Valuable lessons learned:

1. My previous clumsy hacks on camera control need to be rewritten - and as is usually the case, the solution was elegantly simple. (I simply move the camera to the ball and then pull back by the desired distance; rotating the camera in response to mouse actions is simple - the only tricky part was picking World rotation for rotation around the 'up' vector, and local rotation for rotation around the 'right' vector, to give a natural orientation.)

2. Adding a damping force made falling look dumb, and surface friction doesn't make any difference to rolling speed - what I needed to tweak to stop it rolling (realistically, but annoyingly) out of control was drag - both the regular and angular kinds.

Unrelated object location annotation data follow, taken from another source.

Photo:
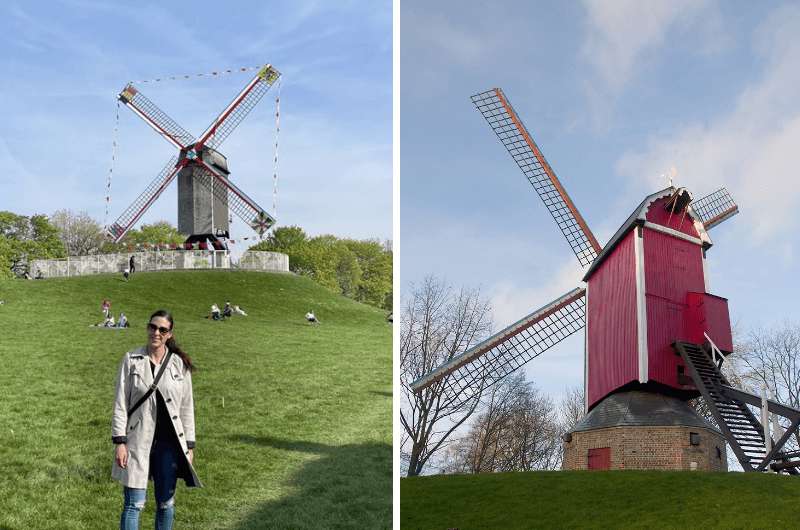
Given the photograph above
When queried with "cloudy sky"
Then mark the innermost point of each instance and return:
(615, 94)
(64, 62)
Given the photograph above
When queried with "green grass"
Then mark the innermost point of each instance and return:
(607, 499)
(303, 439)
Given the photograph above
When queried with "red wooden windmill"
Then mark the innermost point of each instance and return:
(205, 192)
(655, 336)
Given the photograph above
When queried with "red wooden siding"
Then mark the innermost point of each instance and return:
(600, 458)
(707, 313)
(673, 267)
(611, 318)
(659, 215)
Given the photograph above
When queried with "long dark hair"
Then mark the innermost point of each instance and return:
(171, 344)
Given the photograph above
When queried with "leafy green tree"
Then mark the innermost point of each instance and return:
(283, 239)
(80, 233)
(361, 270)
(160, 232)
(31, 237)
(375, 263)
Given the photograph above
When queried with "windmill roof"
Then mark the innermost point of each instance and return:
(637, 218)
(638, 408)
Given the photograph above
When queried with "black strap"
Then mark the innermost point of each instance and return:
(152, 387)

3. Simple is usually best. For example, the ball moves by apply a force in a direction - the direction is a vector based on the 'forward' direction of the camera. Players don't expect to be pushing 'away' from the camera, though - they expect 'forward' across the terrain (which depending on how steeply down the player is looking, might be a two very different things). So I need to split the camera's forward vector into its vertical and horizontal components - hmm, do I do a Vector3.Project, or something? Simplest solution is to just zero out the 'y' component of the camera vector and renormalise - super simple.

4, Gizmos - super useful. I have a gizmo pointing out of the ball in the direction of force, which makes debugging a heap easier.

UPDATE

I've added some debugging while exploring a Chrome+OSX+WebPlayer bug - turns out to be a known issue regarding that combination.

I've also added cheesy translucency so that terrain doesn't block visibility - I learned a heap about Z ordering, Unity's transparent textures and created my first shader to get this in place - all valuable lessons.